The current president and his administration Barney "Fanny and Freddy are fundamentally sound" Franks, Dodd/Frank's bill legalizing price-fixing in the banking industry; a trillion dollars spent to stimulate absolutely nothing but Treasury printing presses; a half-billion gift to a teetering Solar Energy company blown. I could go on. Are banks a problem? Yes. But they aren't the whole story. We all know if there wasn't a Democratic president in the WH, the OWS throngs would be directing their efforts there, not on Wall Street. The buck should stop with him, but he's too busy squandering every dime he can get his hands on (and now by Executive Order, no less!)

And that right there is how I can tell that some who are anti-OWS don't know SQUAT about it! We at OWS are pointing to more than just the banks--the government's willingness to accept money, bail out the banks, etc., makes them a target of OWS, too! We are angry at them! We are not all Democrats, we don't all love Obama, etc.

I think the crux of the issue is that MANY people don't believe the top 1% "earned" their riches, while SOME think they did.
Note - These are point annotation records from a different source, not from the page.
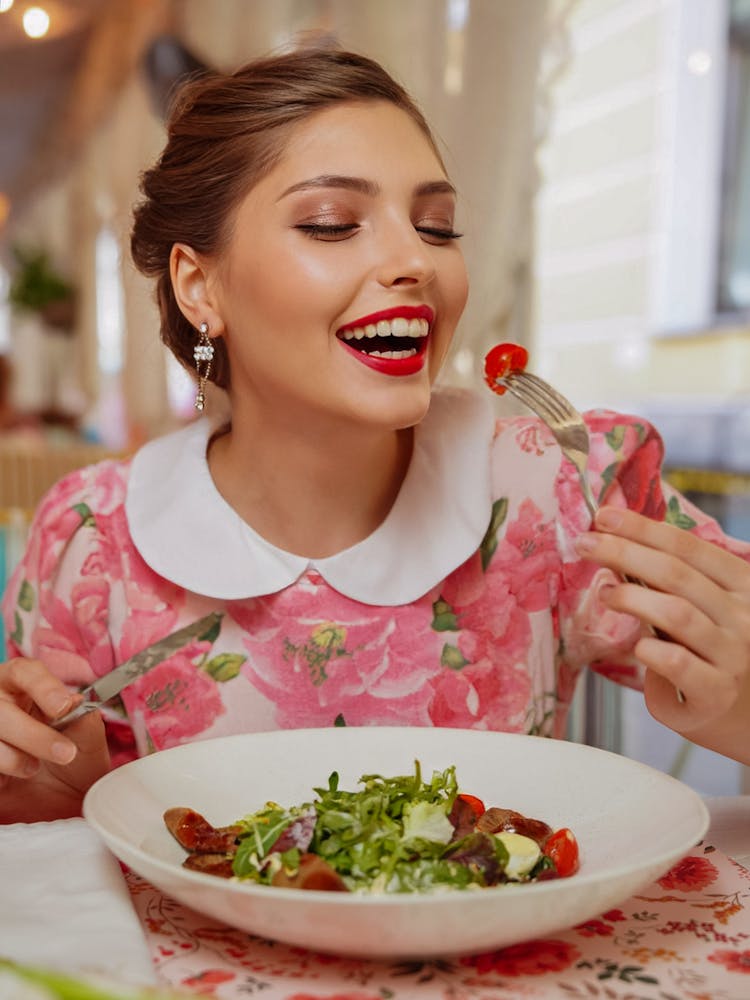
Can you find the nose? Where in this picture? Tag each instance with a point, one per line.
(405, 258)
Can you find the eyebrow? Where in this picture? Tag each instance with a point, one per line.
(364, 186)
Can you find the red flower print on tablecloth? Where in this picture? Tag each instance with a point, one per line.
(205, 983)
(691, 874)
(334, 996)
(595, 928)
(531, 958)
(602, 926)
(734, 961)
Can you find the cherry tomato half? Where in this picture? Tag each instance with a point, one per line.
(562, 847)
(476, 805)
(501, 359)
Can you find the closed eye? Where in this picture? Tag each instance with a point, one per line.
(320, 231)
(439, 235)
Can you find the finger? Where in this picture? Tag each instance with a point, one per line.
(92, 758)
(708, 693)
(676, 617)
(660, 572)
(25, 741)
(707, 558)
(31, 680)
I don't see how it matters how the top 1% became the top 1%--whether they worked to get there or inherited it. If a person inherets wealth and then squanders it (or inherits a company and cannot run it), then they won't be in the top 1% for long. To inherit something successful is obvioulsy a blessing, but you still have to work to keep it a success.
 

CherryBlossom

Shiny_Rock
Joined
Jan 20, 2011
Messages
311
NewEnglandLady|1320267475|3052795 said:
I don't see how it matters how the top 1% became the top 1%--whether they worked to get there or inherited it. If a person inherets wealth and then squanders it (or inherits a company and cannot run it), then they won't be in the top 1% for long. To inherit something successful is obvioulsy a blessing, but you still have to work to keep it a success.

i agree w/ what you're saying, but how someone becomes rich matters because it factors in to how they made their money. Some people in the 30s and 40s became rich by helping the Nazi's. Others have become rich by betting on shady investments. Others go the way of Enron, etc.

It matters because the notion of one individual just "working hard" and becoming rich all on their own is non-existent. It's not possible. One becomes wealthy for a variety of reasons, and how someone acquires wealth does matter into the discussion/equation.